Vinciquerra is leaving his post on January 2, but—at least while he's still under Sony's roof—he's standing his ground. "It was not a bad film, and it did great on Netflix," he continued of Madame Web, a movie in which—in addition to the bad dub—the villain never wore shoes for some reason. (Don't ask why; it was never explained.) "For some reason, the press decided that they didn’t want us making these films out of Kraven and Madame Web, and the critics just destroyed them… These are not terrible films. They were just destroyed by the critics in the press, for some reason." (He can't think of a single reason why Kraven The Hunter was "probably the worst launch we had in the 7 1/2 years" he'd been at the studio either. It's a mystery!)

For the record, even if most people know Madame Web is bad, some still liked it anyway. (And even more like Spider-Man spinoffs in general). In April, news editor Drew Gillis even owned up to loving Madame Web "without a hint of irony" for its "confluence of so many different, unique kinds of bad that it adds up to something, if not good, kind of great." This writer is inclined to agree (and promises she didn’t attend any secret meetings with the press to stop Sony's spinoffs), but that doesn't change the fact that—like Morbius before it—the buzz around the film's second run was not because people thought it was an Oscar contender. 

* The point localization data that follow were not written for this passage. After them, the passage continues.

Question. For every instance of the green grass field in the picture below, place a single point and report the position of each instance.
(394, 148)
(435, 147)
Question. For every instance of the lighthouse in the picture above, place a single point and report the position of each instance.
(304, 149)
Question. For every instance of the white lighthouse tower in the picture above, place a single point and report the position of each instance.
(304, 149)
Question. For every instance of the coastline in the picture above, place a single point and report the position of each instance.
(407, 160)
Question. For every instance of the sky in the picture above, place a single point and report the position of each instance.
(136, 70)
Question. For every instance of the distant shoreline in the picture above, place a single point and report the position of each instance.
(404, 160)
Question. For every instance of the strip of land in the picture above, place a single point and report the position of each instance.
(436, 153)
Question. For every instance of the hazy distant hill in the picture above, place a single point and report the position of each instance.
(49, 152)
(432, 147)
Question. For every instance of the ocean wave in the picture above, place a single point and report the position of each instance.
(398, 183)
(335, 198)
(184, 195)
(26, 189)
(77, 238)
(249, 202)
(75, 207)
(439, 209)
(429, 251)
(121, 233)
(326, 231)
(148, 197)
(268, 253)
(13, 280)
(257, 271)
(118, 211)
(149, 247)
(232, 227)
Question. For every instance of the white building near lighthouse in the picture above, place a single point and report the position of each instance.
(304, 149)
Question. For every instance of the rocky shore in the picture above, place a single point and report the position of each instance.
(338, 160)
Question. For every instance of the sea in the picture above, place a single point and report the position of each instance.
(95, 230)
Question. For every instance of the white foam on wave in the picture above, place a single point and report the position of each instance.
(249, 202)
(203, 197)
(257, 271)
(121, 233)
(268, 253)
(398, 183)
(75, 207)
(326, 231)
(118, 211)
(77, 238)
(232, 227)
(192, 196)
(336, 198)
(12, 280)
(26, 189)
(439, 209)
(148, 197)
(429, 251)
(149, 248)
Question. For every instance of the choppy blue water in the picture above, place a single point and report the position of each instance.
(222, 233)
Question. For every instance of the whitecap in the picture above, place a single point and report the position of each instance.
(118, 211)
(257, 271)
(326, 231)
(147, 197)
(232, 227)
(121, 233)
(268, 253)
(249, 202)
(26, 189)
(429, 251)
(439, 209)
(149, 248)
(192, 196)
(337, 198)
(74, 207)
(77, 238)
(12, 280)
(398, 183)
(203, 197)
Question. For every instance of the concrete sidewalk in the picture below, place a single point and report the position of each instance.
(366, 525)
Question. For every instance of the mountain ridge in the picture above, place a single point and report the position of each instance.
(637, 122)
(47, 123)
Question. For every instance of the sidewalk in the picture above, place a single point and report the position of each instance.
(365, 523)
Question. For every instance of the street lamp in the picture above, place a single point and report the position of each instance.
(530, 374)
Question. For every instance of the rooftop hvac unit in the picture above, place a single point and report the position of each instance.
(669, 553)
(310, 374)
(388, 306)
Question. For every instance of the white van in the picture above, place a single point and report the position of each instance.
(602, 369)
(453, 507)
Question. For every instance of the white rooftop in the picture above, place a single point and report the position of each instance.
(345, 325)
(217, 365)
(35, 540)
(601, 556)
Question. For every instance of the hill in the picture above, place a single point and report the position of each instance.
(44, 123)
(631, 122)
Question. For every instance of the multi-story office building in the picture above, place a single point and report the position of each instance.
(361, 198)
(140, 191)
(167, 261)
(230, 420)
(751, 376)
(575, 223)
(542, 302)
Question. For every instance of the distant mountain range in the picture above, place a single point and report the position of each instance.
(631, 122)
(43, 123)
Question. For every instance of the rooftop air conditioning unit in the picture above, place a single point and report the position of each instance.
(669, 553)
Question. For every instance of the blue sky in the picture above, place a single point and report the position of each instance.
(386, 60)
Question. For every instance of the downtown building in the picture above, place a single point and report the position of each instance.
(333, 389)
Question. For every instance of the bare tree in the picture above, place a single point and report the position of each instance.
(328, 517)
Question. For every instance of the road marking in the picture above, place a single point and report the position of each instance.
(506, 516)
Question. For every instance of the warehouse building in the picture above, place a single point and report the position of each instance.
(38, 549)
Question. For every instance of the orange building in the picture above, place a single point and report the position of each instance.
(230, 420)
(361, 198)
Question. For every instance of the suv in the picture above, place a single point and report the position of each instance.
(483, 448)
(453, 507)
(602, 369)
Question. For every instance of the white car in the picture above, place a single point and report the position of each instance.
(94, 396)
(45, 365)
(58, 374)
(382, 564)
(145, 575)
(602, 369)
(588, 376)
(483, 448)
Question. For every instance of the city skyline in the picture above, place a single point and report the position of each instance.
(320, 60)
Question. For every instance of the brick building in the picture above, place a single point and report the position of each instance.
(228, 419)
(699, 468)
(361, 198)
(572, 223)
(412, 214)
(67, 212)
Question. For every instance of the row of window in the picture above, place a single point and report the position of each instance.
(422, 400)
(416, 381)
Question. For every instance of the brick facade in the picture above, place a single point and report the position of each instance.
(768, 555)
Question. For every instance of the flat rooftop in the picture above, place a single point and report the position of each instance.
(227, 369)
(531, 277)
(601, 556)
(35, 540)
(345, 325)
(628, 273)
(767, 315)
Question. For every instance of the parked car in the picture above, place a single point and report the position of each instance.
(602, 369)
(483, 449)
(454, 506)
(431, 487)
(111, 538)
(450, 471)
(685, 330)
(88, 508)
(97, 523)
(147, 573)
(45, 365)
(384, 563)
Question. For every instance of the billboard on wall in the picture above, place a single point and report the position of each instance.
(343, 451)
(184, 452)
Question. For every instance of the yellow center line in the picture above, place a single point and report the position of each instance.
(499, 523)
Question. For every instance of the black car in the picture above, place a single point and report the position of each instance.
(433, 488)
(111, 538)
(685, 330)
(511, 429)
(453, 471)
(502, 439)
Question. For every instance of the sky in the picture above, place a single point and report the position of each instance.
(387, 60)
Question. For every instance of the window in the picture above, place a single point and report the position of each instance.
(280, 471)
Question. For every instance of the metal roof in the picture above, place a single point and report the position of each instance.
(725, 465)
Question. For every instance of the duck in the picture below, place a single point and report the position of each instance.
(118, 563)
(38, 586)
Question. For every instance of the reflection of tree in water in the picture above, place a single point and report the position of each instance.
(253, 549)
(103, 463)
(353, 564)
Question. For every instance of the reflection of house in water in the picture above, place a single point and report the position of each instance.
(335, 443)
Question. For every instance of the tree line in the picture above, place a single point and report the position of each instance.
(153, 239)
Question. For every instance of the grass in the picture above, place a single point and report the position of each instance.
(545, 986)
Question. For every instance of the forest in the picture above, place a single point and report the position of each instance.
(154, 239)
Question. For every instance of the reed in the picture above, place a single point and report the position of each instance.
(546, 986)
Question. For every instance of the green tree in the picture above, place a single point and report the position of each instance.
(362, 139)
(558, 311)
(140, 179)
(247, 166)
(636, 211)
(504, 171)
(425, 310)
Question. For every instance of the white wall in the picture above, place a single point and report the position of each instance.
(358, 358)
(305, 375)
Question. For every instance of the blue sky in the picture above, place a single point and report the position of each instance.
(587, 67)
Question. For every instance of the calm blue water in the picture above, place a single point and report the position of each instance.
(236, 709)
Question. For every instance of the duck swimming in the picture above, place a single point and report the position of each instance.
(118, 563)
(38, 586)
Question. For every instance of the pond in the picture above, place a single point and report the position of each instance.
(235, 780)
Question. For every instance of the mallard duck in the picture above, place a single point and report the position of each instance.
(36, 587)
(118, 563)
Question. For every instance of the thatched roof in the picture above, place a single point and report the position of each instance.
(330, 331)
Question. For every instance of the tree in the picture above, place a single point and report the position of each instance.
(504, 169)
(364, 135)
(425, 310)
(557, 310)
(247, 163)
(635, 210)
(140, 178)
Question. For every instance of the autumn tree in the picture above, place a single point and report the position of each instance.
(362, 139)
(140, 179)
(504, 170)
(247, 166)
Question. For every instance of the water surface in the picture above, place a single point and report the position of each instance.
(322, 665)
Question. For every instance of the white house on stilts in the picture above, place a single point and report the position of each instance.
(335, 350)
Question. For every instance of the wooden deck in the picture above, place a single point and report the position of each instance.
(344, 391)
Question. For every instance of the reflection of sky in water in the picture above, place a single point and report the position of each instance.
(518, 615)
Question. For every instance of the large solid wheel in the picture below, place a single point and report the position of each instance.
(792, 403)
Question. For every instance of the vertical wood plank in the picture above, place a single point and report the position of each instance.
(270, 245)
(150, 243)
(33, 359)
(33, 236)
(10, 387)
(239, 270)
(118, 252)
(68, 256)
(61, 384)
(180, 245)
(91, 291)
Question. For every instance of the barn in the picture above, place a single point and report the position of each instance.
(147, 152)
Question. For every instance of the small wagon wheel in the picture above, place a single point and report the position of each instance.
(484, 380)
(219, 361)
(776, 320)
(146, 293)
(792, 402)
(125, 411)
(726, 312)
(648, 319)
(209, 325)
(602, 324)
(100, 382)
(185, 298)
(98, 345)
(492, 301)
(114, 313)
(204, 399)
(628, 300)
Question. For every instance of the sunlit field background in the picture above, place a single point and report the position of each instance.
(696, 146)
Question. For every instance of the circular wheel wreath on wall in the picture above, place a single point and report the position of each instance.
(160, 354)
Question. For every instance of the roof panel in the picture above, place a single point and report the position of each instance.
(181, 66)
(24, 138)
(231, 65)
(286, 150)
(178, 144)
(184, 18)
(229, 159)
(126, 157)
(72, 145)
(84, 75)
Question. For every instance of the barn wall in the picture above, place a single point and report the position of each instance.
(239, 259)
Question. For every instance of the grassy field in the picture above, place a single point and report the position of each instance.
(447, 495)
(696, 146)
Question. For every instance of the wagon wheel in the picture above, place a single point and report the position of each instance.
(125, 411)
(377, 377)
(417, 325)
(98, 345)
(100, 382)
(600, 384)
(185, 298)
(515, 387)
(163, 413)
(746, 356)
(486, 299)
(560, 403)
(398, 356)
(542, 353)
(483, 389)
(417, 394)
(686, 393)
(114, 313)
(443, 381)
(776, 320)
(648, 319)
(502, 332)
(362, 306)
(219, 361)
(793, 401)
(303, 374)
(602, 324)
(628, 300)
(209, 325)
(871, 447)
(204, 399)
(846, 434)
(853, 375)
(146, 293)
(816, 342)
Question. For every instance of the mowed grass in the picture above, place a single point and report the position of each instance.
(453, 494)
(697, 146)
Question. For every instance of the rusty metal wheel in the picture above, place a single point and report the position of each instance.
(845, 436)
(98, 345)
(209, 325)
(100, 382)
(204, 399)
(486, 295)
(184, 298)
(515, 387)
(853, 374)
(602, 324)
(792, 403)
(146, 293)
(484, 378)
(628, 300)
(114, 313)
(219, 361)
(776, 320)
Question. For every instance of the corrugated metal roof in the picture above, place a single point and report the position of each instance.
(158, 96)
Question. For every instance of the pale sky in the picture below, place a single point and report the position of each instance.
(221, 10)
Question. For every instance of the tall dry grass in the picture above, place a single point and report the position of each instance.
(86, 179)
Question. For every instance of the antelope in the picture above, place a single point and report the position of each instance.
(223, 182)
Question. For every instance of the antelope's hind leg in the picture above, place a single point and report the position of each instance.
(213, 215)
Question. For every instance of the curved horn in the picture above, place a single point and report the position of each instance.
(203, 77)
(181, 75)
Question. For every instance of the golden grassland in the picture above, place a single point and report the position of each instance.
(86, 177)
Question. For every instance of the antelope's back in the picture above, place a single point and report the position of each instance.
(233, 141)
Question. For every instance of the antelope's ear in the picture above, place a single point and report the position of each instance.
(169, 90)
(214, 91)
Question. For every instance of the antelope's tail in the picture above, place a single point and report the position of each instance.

At least a question from the outlet about whether or not Sony needs to rethink its Spider-Man strategy gave Vinciquerra the opportunity to pull out this banger of a response: "I do think we need to rethink it, just because it’s snake-bitten. If we put another one out, it’s going to get destroyed, no matter how good or bad it is." Fingers crossed that whoever Sony hires to pull the venom out of that bite also met up with Dakota Johnson's mom when she was in the Amazon researching spiders just before she died.